The Rome Global Gateway hosted the conference “The Catholic University, Environmental Justice, and Research for a Sustainable Future” from June 16 to 18, 2022. The conference officially inaugurated the Consortium of Catholic Universities (CCU) and launched the CCU’s two-year intensive research focus on environmental justice and efforts to promote a more sustainable future.
The consortium was led in the past year by Fr. Bob Dowd, C.S.C., vice president and associate provost for interdisciplinary initiatives. Ten international member universities from various parts of the world are participating in the conference.
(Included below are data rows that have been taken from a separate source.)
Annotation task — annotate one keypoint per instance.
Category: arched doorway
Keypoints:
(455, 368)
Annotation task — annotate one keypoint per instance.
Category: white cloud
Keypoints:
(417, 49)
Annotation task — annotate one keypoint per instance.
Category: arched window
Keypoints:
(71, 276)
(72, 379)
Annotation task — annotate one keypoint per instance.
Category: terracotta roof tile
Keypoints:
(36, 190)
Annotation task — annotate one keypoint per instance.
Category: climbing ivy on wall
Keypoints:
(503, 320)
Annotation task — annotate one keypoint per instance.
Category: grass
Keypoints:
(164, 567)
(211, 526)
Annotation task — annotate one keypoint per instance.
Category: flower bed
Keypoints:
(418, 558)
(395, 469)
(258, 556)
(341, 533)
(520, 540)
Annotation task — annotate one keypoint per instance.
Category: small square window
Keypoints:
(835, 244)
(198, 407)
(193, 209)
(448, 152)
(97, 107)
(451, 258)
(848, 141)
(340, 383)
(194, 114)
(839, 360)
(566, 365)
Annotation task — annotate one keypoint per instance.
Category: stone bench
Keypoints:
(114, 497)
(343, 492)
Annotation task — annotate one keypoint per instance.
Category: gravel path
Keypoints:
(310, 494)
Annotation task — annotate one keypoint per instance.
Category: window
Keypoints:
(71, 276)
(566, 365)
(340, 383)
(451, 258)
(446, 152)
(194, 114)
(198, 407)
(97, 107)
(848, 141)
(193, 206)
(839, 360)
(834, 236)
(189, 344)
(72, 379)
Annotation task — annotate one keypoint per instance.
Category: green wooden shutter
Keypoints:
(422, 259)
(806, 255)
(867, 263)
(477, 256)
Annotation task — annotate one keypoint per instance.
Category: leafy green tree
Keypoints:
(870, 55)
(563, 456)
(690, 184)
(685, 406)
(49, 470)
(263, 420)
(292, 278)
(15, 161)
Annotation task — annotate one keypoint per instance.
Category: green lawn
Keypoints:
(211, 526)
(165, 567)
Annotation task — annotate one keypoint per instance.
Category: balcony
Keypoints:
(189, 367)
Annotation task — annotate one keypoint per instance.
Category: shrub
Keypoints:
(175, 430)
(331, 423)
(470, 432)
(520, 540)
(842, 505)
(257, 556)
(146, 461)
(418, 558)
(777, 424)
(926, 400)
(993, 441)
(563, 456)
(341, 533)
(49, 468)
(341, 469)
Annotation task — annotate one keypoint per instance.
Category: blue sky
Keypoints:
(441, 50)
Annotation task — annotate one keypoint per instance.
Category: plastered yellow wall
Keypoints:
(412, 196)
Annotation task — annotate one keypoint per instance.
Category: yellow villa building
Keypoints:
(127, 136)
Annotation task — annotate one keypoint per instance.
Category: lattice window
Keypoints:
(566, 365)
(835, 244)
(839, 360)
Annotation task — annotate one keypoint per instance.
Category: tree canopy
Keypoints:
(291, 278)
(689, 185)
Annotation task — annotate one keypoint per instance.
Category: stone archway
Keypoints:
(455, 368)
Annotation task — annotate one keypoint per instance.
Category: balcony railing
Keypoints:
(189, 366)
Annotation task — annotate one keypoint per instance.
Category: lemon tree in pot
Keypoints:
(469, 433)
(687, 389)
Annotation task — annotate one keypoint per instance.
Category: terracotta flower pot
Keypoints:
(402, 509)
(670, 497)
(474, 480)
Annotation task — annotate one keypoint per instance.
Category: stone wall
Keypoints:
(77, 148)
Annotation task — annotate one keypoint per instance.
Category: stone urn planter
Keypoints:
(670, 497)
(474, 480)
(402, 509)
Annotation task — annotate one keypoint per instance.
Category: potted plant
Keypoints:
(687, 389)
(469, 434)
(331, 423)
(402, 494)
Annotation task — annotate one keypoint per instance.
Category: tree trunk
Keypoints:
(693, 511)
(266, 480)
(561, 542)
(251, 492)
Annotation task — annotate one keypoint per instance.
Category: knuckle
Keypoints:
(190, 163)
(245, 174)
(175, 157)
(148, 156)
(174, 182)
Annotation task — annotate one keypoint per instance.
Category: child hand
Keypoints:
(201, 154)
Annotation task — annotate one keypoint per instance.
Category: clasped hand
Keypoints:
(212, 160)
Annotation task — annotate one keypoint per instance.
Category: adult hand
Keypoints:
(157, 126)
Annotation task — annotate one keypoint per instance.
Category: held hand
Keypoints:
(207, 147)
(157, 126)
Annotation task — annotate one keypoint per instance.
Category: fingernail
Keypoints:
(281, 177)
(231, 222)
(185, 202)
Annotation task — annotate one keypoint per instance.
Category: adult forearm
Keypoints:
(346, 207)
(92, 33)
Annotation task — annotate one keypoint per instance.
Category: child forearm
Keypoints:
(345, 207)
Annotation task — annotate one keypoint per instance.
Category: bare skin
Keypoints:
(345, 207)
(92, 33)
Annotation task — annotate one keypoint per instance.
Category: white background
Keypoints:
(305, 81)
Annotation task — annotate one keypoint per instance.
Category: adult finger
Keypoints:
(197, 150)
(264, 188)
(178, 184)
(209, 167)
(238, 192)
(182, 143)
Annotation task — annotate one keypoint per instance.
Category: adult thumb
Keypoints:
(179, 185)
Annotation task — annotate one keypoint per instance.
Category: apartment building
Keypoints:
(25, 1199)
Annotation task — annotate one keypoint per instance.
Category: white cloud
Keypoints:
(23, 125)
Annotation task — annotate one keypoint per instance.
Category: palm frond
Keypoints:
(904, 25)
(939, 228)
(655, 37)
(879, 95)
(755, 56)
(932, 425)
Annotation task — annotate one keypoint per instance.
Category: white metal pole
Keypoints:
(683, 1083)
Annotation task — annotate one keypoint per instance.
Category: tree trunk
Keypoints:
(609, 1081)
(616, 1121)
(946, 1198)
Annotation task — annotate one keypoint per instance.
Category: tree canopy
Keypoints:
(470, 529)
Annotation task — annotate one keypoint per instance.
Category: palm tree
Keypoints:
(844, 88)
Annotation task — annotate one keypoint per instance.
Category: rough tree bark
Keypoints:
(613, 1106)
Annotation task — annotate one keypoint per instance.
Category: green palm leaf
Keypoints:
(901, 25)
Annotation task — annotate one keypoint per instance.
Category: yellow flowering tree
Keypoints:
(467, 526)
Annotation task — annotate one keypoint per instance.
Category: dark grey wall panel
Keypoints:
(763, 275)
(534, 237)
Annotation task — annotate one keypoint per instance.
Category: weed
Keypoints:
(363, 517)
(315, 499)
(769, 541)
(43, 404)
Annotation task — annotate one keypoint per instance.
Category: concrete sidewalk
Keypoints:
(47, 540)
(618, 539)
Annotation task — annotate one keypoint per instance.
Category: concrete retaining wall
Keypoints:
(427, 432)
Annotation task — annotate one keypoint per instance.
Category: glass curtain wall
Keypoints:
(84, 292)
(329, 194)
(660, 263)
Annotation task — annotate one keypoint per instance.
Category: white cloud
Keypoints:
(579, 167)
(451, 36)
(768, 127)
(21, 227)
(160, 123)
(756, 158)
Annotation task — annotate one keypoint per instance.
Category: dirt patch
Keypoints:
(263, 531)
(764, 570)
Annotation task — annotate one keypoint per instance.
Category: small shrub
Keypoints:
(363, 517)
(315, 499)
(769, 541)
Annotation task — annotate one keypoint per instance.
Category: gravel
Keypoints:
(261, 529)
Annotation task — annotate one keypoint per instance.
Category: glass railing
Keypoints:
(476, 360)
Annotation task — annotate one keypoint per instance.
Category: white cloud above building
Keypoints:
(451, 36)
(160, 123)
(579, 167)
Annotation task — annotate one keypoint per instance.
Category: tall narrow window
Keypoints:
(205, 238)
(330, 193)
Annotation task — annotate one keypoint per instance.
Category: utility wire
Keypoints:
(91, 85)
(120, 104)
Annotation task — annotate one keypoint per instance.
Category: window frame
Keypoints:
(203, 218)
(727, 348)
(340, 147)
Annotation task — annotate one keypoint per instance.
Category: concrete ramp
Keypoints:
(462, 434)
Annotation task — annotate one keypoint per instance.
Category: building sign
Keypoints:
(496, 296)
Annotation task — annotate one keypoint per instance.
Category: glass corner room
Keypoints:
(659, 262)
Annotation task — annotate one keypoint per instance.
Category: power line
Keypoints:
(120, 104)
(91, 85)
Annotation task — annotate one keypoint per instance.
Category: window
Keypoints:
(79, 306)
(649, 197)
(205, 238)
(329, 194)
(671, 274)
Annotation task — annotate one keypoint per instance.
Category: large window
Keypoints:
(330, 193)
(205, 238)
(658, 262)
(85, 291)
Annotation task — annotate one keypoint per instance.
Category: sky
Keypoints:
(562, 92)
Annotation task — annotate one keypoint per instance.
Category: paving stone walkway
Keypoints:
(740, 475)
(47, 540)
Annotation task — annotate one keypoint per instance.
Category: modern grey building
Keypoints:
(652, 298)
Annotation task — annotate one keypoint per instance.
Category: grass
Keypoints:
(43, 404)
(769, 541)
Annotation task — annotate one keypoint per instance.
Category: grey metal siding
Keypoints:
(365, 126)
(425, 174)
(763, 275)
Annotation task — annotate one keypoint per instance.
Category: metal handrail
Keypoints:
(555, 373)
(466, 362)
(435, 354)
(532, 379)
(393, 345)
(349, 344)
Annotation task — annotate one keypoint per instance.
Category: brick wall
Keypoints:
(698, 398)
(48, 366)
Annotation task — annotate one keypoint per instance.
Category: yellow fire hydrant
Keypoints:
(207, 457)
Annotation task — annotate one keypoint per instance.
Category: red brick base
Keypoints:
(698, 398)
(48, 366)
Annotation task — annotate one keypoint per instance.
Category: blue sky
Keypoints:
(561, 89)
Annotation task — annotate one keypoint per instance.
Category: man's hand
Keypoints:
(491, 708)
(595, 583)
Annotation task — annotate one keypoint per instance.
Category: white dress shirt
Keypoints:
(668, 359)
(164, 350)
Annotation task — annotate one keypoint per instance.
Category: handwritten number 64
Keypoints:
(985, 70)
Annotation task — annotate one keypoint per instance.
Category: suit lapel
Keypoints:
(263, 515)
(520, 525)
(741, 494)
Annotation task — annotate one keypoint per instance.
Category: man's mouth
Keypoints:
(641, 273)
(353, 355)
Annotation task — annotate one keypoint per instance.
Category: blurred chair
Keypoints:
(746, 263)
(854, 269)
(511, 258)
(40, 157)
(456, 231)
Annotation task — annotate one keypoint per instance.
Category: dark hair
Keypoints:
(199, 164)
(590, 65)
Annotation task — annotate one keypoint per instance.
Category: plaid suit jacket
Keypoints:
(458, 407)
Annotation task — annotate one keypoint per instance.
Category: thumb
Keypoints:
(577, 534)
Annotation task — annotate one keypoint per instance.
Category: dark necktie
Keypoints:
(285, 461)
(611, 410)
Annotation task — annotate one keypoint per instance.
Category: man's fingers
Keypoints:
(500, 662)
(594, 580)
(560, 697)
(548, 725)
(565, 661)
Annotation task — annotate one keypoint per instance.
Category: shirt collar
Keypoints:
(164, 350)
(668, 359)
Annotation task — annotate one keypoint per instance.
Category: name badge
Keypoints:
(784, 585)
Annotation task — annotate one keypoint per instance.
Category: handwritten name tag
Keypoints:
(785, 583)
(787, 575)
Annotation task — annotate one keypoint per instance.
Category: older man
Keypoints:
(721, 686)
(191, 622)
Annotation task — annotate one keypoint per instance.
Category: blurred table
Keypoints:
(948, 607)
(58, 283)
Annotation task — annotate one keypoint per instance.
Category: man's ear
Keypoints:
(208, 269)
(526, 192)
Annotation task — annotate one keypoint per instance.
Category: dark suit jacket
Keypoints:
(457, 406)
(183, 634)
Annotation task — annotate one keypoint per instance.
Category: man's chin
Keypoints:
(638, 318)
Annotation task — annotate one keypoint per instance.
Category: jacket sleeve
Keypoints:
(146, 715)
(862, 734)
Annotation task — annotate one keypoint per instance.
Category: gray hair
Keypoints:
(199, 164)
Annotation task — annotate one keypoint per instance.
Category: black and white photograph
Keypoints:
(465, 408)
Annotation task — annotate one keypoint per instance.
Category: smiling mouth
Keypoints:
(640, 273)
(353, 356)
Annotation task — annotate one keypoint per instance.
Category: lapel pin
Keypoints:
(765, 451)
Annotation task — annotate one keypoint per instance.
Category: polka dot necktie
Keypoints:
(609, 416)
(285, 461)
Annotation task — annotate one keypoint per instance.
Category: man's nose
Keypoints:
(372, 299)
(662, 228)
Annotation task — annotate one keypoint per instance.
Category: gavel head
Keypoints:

The CCU is dedicated to furthering research and building a scholarly community that addresses the most pressing needs of the world and the Church, enhancing global education opportunities for students, and sharing institutional best practices regarding trends and challenges in various aspects of higher education.
“Our hope is that the universities that comprise the Consortium of Catholic Universities,” commented Fr. Bob Dowd, “united by Catholic mission and a desire to more fully understand the world around us, will work together to build a scholarly community that transcends national and disciplinary boundaries, advances research, enhances student learning, and makes the world more humane and just.”
This inaugural conference was a first step toward building community and fostering impactful collaboration. Aware of the multi-dimensional scope of ecological challenges, the CCU believes interdisciplinary approaches are essential. Therefore, the conference was organized in such a way that different disciplinary perspectives were brought to bear on common challenges, such as those having to do with water, soil, and air, energy, food and food security, poverty and inequality, and education for a sustainable future.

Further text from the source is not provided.